The Director of Public Prosecutions, Noordin Haji has ordered an investigation on tea factories in Kenya that were linked to sexual harassment in the BBC documentary; Sex for work.
The order by the DPP comes after parliament ordered an inquiry into the allegations. Deputy Speaker Gladys Shollei ordered a committee of Members of Parliament to complete an investigation into the allegations within two weeks.
The BBC found more than 70 women had been abused by their managers at plantations operated, for years, by two British companies, Unilever and James Finlay.
In the BBC investigation, workers revealed how top managers have for decades exploited women sexually with one woman revealing that she had been infected with HIV by her supervisor, after being pressured into having sex with him.

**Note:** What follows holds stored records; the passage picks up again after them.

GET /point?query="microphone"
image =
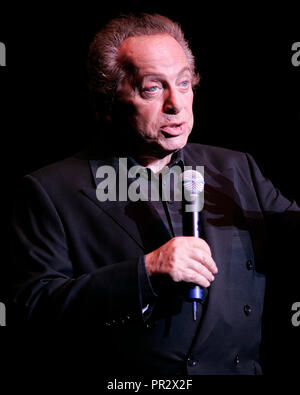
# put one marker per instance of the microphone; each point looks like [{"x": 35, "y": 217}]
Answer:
[{"x": 193, "y": 186}]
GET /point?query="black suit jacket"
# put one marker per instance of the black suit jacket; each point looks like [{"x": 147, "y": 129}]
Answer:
[{"x": 80, "y": 261}]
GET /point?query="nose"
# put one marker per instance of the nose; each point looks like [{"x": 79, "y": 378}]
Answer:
[{"x": 172, "y": 101}]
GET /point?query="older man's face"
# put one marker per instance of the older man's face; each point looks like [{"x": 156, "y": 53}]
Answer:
[{"x": 160, "y": 94}]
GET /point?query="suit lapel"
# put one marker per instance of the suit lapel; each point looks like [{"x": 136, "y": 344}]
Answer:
[{"x": 139, "y": 219}]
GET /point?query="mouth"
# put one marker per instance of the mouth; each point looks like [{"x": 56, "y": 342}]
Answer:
[{"x": 172, "y": 129}]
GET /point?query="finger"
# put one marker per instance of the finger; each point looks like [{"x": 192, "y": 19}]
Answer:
[
  {"x": 191, "y": 276},
  {"x": 201, "y": 269},
  {"x": 201, "y": 243}
]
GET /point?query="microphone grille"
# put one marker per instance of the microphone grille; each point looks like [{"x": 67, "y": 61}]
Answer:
[{"x": 193, "y": 181}]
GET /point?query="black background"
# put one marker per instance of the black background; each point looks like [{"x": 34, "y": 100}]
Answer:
[{"x": 248, "y": 98}]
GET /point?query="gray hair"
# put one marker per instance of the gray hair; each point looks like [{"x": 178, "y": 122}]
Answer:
[{"x": 105, "y": 71}]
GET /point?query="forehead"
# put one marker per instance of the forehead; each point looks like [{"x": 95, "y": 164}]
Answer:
[{"x": 154, "y": 53}]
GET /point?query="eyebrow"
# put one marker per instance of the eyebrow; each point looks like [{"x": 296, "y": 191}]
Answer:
[{"x": 158, "y": 75}]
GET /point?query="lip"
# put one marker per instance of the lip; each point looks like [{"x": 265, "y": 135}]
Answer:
[{"x": 173, "y": 129}]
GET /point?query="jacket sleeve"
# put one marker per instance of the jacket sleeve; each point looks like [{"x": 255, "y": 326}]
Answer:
[{"x": 42, "y": 287}]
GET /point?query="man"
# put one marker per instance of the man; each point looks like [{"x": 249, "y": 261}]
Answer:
[{"x": 123, "y": 266}]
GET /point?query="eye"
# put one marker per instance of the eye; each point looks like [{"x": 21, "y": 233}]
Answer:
[{"x": 153, "y": 88}]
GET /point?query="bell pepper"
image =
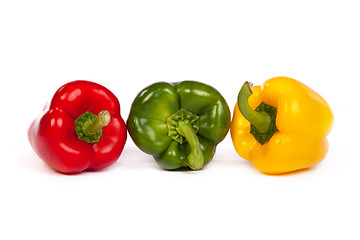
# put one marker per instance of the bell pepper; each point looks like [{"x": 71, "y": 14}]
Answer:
[
  {"x": 281, "y": 126},
  {"x": 81, "y": 129},
  {"x": 180, "y": 124}
]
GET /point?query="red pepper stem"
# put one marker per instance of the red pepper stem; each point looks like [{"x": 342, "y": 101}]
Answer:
[
  {"x": 261, "y": 120},
  {"x": 101, "y": 121}
]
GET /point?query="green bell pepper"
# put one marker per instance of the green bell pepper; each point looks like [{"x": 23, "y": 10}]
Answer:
[{"x": 180, "y": 123}]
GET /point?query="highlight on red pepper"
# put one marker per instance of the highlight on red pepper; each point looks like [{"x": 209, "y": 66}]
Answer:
[{"x": 81, "y": 129}]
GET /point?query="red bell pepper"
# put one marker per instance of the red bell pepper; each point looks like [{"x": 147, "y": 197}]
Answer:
[{"x": 70, "y": 138}]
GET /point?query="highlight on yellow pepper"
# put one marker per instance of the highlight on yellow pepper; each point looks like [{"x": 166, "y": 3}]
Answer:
[{"x": 281, "y": 126}]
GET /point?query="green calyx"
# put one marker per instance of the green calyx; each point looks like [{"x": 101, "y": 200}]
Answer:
[
  {"x": 262, "y": 119},
  {"x": 182, "y": 127},
  {"x": 88, "y": 126}
]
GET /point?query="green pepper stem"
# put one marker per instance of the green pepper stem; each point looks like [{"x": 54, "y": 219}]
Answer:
[
  {"x": 102, "y": 119},
  {"x": 195, "y": 159},
  {"x": 261, "y": 120}
]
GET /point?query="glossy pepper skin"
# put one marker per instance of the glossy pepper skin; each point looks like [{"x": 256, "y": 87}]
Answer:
[
  {"x": 303, "y": 121},
  {"x": 53, "y": 137},
  {"x": 180, "y": 123}
]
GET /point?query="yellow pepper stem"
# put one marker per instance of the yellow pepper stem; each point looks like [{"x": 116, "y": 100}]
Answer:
[{"x": 261, "y": 120}]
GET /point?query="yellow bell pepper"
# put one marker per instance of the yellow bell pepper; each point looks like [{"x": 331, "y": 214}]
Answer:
[{"x": 281, "y": 126}]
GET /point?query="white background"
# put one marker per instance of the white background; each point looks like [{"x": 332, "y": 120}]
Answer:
[{"x": 127, "y": 45}]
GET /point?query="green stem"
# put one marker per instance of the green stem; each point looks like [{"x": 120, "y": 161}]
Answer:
[
  {"x": 102, "y": 119},
  {"x": 261, "y": 120},
  {"x": 195, "y": 159}
]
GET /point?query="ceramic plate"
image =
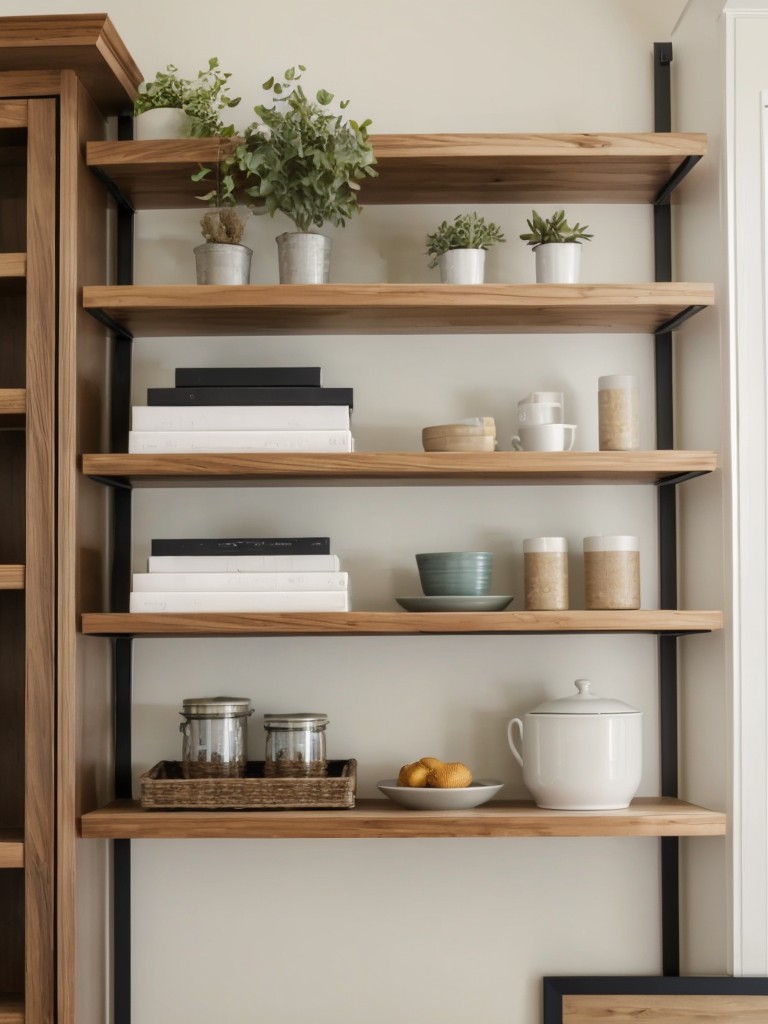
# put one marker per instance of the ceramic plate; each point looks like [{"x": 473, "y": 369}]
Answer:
[
  {"x": 418, "y": 799},
  {"x": 486, "y": 602}
]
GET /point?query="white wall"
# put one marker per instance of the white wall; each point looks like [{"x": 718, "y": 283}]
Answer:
[{"x": 396, "y": 930}]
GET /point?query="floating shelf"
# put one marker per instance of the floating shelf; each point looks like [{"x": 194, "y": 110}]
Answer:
[
  {"x": 197, "y": 310},
  {"x": 11, "y": 578},
  {"x": 11, "y": 853},
  {"x": 394, "y": 623},
  {"x": 382, "y": 819},
  {"x": 406, "y": 467},
  {"x": 443, "y": 168},
  {"x": 11, "y": 1010}
]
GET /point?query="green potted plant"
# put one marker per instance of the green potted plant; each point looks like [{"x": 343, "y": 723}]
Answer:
[
  {"x": 557, "y": 247},
  {"x": 307, "y": 162},
  {"x": 459, "y": 248},
  {"x": 222, "y": 259},
  {"x": 170, "y": 107}
]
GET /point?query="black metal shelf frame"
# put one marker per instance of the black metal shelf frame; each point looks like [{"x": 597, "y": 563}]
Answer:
[{"x": 121, "y": 569}]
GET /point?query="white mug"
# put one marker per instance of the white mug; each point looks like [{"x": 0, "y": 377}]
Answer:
[
  {"x": 545, "y": 437},
  {"x": 534, "y": 413}
]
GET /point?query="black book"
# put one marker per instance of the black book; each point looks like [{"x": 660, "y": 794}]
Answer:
[
  {"x": 248, "y": 377},
  {"x": 244, "y": 546},
  {"x": 249, "y": 396}
]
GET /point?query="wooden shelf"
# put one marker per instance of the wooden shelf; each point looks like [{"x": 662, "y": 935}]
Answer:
[
  {"x": 12, "y": 264},
  {"x": 406, "y": 467},
  {"x": 383, "y": 819},
  {"x": 11, "y": 852},
  {"x": 443, "y": 168},
  {"x": 11, "y": 1010},
  {"x": 394, "y": 623},
  {"x": 86, "y": 44},
  {"x": 273, "y": 309},
  {"x": 11, "y": 577}
]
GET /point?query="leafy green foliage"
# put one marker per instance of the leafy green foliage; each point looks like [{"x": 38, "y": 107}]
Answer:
[
  {"x": 202, "y": 98},
  {"x": 302, "y": 159},
  {"x": 468, "y": 230},
  {"x": 554, "y": 228}
]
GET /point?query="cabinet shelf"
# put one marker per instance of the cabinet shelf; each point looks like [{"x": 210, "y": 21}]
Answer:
[
  {"x": 11, "y": 855},
  {"x": 195, "y": 310},
  {"x": 403, "y": 467},
  {"x": 115, "y": 624},
  {"x": 382, "y": 819},
  {"x": 442, "y": 168},
  {"x": 11, "y": 1010},
  {"x": 11, "y": 578}
]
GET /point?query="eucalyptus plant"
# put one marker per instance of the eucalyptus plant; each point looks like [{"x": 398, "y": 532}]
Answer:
[
  {"x": 468, "y": 230},
  {"x": 554, "y": 228},
  {"x": 203, "y": 98},
  {"x": 301, "y": 158}
]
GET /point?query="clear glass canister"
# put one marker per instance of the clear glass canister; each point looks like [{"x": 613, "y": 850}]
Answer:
[
  {"x": 215, "y": 737},
  {"x": 295, "y": 744}
]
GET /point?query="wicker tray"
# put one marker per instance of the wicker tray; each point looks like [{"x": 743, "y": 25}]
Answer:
[{"x": 163, "y": 787}]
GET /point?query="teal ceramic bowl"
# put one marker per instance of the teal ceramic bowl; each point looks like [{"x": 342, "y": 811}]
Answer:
[{"x": 445, "y": 573}]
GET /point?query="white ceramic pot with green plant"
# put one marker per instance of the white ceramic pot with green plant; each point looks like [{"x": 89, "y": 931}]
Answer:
[
  {"x": 459, "y": 248},
  {"x": 557, "y": 247},
  {"x": 304, "y": 161},
  {"x": 172, "y": 107}
]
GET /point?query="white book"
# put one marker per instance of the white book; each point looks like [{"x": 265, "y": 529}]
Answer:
[
  {"x": 239, "y": 440},
  {"x": 279, "y": 600},
  {"x": 241, "y": 418},
  {"x": 243, "y": 563},
  {"x": 232, "y": 582}
]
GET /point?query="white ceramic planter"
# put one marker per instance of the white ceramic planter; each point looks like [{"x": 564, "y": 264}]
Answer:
[
  {"x": 580, "y": 754},
  {"x": 221, "y": 263},
  {"x": 163, "y": 122},
  {"x": 558, "y": 262},
  {"x": 463, "y": 266},
  {"x": 303, "y": 258}
]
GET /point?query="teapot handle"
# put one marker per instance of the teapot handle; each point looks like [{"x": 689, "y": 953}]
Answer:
[{"x": 516, "y": 754}]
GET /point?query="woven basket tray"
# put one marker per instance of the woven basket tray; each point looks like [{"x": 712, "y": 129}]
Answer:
[{"x": 164, "y": 787}]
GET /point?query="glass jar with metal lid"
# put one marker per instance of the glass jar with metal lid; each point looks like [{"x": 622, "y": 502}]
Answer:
[
  {"x": 215, "y": 737},
  {"x": 295, "y": 744}
]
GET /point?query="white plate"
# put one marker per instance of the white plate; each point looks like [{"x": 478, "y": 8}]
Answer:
[
  {"x": 469, "y": 602},
  {"x": 424, "y": 799}
]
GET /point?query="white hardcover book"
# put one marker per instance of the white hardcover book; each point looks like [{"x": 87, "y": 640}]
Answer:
[
  {"x": 233, "y": 582},
  {"x": 243, "y": 563},
  {"x": 279, "y": 600},
  {"x": 239, "y": 440},
  {"x": 241, "y": 418}
]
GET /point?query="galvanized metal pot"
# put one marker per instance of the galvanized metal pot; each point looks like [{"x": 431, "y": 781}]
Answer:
[
  {"x": 303, "y": 258},
  {"x": 222, "y": 263}
]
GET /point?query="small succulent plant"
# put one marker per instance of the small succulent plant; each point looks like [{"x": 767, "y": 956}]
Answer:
[
  {"x": 554, "y": 228},
  {"x": 468, "y": 230}
]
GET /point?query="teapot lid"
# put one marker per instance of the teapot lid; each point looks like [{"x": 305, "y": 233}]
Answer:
[{"x": 585, "y": 702}]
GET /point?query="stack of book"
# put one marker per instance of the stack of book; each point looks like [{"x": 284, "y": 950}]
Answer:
[
  {"x": 242, "y": 574},
  {"x": 249, "y": 409}
]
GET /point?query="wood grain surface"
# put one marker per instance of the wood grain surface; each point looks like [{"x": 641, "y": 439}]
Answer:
[
  {"x": 383, "y": 819},
  {"x": 158, "y": 310},
  {"x": 443, "y": 168},
  {"x": 394, "y": 623},
  {"x": 417, "y": 467}
]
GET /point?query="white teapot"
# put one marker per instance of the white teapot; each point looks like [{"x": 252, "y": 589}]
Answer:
[{"x": 582, "y": 753}]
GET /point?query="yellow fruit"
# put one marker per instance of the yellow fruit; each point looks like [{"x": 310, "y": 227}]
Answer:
[
  {"x": 414, "y": 775},
  {"x": 450, "y": 776}
]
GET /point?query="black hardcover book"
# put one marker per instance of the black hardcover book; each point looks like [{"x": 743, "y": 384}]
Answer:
[
  {"x": 244, "y": 546},
  {"x": 249, "y": 396},
  {"x": 249, "y": 377}
]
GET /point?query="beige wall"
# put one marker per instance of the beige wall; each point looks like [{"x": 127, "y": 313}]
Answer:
[{"x": 407, "y": 930}]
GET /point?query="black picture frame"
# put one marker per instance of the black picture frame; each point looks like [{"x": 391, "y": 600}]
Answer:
[{"x": 556, "y": 988}]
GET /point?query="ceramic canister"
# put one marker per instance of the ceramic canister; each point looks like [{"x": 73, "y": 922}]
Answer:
[{"x": 582, "y": 753}]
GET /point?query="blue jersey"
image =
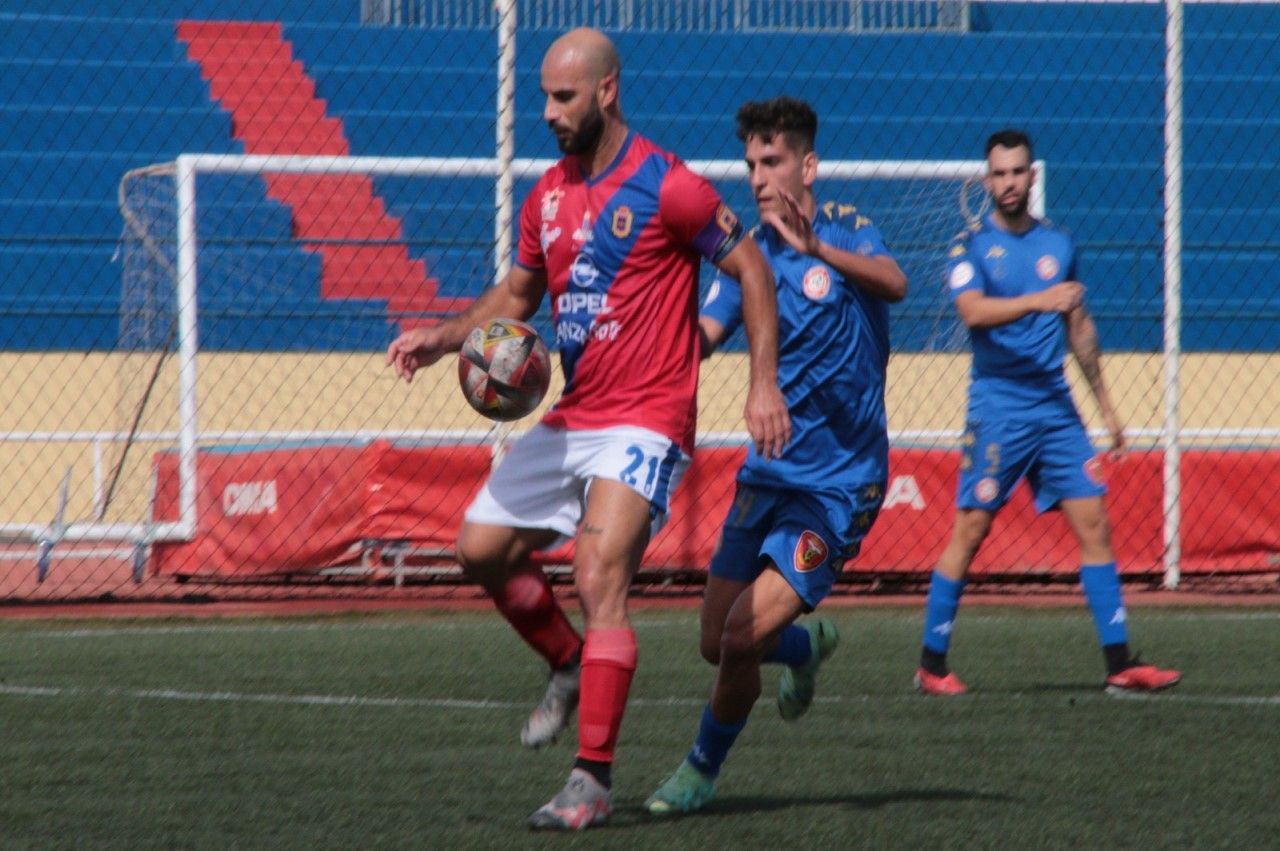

Unilever faced similar allegations more than 10 years ago and launched a “zero tolerance” approach to sexual harassment as well as a reporting system and other measures, but the BBC found evidence that allegations of sexual harassment were not being acted on.
#SexForWork has been trending on Twitter since the documentary premiered with netizens demanding for accountability from the tea firm owners.
UK High Commissioner to Kenya Jane Marriott has also called on investigative bodies in the country to take action following the sex for work expose by the BBC.
“I welcome the commitment by the companies to investigate, cooperate with the Kenyan authorities, and take action to protect staff in Kenya,” she said.